In Calif., conflict over a massive water canal has led the state to sue reluctant land owners
By Samantha Young, APSaturday, October 3, 2009
Water canal sparks skepticism, lawsuits in Calif.
CLARKSBURG, Calif. — Peter Hunn has a simple wish: He’d like his children to farm the land in California’s delta that his great, great grandfather settled more than a century ago.
The cucumber farmer cherishes the land so much that he refuses to allow state engineers onto his property to survey possible routes for a new canal he believes could disrupt his water supply. Hunn and 160 other landowners along this fertile stretch of land between San Francisco and the state capital are joined in a revolt against the canal that has evolved into something of a modern-day sagebrush rebellion.
“All the pumps and systems to get water out of the river and put in a canal will have to be done in our area. They will reduce the quality of the water,” said Hunn, who lives outside Clarksburg, a former sugar beet town just south of Sacramento. “We’d be displaced and have to figure out a whole new life.”
The state’s surveys are critical to determining whether a canal is viable. That it is having so much trouble even getting on the delta’s ranches and vineyards illustrates the political challenges in trying to reshape California’s aging water system.
The canal “would transform the delta from a freshwater estuary and a thriving farming community into a salty polluted inland sea,” charges Barbara Barrigan-Parrilla, campaign director at Restore the Delta, a nonprofit community group that has vocally opposed the canal at community meetings and legislative hearings.
The state, for its part, has filed 161 suits seeking temporary access to the lands where owners have refused entry.
The farmers, sports fishermen and other vested interests focus their anger on the belief that a canal would siphon fresh water around their region to the south, leaving the remaining water unfit for farming, with too little fresh water to mix with the salt water pushing upriver from San Francisco Bay.

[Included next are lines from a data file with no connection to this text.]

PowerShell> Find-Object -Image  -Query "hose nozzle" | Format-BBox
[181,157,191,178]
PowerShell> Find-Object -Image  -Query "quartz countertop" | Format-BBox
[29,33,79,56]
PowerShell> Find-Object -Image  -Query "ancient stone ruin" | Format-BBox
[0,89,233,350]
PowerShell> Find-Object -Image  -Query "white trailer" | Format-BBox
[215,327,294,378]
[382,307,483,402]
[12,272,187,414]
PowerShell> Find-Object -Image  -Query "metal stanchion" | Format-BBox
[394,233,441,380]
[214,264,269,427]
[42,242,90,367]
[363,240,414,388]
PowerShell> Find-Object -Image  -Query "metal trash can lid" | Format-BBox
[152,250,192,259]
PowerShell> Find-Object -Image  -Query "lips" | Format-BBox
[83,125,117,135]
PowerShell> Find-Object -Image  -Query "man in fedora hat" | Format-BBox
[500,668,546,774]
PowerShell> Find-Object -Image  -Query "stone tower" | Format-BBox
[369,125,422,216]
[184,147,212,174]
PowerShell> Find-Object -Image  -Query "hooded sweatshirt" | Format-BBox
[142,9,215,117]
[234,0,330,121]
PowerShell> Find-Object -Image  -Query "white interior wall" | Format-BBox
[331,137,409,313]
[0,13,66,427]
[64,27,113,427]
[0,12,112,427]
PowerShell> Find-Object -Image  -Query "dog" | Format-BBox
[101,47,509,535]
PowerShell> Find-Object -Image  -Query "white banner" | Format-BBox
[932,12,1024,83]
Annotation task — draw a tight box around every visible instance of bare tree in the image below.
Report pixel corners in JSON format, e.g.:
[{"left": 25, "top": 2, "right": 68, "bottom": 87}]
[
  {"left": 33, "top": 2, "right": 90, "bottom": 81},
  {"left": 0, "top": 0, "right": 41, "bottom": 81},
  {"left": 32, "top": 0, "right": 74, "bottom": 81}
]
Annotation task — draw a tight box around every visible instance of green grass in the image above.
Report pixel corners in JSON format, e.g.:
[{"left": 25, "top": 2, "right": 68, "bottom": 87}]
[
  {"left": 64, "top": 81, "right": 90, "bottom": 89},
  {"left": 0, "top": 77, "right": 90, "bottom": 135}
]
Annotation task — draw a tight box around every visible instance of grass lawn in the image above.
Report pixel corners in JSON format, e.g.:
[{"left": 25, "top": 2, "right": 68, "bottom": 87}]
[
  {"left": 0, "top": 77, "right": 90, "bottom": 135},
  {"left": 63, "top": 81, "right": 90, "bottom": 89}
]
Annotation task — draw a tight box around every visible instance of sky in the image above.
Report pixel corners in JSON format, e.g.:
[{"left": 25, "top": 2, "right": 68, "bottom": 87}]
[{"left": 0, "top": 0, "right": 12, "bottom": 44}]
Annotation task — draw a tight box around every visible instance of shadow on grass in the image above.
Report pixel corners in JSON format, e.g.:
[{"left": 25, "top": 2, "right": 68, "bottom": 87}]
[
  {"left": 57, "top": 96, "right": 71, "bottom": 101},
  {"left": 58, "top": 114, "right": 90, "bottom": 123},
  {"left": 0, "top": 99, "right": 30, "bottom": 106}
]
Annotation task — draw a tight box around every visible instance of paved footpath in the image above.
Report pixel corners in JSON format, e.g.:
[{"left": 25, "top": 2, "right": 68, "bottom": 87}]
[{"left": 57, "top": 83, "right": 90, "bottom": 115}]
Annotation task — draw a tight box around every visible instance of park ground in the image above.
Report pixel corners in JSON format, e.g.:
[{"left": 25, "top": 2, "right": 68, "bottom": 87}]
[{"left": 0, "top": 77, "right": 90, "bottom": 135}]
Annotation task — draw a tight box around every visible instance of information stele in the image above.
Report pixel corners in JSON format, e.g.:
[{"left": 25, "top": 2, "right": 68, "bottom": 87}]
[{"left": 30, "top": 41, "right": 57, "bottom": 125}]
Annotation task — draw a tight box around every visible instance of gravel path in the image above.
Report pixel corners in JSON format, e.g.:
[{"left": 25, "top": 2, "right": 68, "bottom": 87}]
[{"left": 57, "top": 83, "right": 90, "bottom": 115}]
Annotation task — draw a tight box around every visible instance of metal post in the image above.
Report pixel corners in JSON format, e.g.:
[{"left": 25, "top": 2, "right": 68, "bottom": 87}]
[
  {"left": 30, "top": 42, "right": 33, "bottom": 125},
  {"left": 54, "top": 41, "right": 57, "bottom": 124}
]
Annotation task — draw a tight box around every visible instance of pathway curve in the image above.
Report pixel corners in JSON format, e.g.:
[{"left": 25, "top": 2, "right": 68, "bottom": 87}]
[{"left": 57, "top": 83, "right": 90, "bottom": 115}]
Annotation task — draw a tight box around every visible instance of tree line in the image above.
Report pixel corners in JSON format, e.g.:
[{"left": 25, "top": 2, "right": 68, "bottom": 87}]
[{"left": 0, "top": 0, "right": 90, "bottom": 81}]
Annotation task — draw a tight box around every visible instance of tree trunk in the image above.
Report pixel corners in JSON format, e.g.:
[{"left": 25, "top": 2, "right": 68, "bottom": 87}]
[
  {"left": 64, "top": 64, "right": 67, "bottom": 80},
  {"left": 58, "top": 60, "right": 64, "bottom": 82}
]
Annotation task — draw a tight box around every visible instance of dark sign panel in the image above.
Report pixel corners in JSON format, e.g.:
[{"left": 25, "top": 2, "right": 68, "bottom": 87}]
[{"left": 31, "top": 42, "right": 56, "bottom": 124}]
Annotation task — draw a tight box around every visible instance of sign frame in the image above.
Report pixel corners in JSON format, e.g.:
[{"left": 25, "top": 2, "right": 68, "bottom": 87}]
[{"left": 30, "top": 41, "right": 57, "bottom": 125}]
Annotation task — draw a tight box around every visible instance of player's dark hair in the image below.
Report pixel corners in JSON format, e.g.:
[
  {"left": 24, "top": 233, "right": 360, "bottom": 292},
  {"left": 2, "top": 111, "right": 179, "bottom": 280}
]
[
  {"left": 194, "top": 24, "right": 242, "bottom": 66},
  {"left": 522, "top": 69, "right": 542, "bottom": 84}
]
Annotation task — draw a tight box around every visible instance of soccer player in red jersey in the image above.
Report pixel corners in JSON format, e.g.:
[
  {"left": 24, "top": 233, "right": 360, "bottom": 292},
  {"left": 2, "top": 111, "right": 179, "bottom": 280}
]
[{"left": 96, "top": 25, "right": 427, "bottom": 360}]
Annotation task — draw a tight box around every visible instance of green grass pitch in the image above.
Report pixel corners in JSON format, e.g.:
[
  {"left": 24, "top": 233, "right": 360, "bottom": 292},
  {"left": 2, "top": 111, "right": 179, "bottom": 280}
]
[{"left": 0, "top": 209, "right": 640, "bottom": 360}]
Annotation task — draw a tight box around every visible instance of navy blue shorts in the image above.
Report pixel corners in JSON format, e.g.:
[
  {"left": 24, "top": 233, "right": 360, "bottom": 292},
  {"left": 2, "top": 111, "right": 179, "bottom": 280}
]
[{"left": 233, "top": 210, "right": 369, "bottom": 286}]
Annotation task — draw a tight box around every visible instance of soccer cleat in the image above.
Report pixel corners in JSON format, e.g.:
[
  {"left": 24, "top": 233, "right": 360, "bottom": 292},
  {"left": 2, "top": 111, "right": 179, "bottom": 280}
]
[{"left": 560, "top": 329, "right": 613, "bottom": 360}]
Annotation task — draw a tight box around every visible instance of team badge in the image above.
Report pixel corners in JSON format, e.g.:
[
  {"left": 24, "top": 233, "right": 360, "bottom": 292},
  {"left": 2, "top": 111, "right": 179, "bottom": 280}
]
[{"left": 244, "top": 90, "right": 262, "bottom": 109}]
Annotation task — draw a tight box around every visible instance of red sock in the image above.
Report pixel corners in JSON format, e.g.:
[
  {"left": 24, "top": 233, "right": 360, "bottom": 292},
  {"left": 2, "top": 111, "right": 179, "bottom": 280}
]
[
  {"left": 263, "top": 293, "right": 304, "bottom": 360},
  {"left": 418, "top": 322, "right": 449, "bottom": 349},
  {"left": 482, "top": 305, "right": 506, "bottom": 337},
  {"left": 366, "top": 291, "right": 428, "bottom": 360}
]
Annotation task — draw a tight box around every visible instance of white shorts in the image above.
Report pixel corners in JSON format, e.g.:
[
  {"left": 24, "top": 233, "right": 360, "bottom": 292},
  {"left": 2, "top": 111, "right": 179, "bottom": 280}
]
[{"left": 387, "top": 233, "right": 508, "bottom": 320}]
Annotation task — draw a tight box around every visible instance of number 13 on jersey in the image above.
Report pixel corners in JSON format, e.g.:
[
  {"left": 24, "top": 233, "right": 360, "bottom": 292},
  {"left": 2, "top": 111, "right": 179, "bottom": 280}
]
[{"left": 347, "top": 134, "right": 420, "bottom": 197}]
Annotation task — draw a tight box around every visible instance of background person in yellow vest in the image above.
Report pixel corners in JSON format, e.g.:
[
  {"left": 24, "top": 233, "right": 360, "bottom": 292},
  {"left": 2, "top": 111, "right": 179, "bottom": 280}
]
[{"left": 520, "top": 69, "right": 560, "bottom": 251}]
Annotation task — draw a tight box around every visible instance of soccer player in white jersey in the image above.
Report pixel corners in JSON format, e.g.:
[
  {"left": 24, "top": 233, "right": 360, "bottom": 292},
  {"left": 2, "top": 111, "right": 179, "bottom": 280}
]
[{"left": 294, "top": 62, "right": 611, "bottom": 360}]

The Sacramento-San Joaquin Delta is where runoff from the Sierra Nevada meets the tidewater from the bay. It’s rivers, levee roads and islands form the largest estuary on the West Coast and occupies a land mass roughly the size of Rhode Island.
The delta is one of California’s most productive agricultural regions where acres of asparagus, pears, wine grapes and field crops like corn dominate the landscape. It is also among the most important ecosystems along the Pacific Coast. Some 750 plant and animal species, including federally protected Chinook salmon and the imperiled delta smelt, live in or pass through the web-like topography of rivers, marshes and sloughs.
That environmental wonderland also is the heart of California’s water-delivery system, acting as the conduit of drinking and irrigation water for some 25 million residents and thousands of acres of farmland.
As a result, it has become a focal point of conflict.
The massive pumps built on the southern end of the delta to send water to Southern California, Sa Francisco Bay area water agencies and Central Valley farmers actually reverse the delta’s natural flow, one factor cited by a federal judge who found the pumps were contributing to the decline of the threatened delta smelt.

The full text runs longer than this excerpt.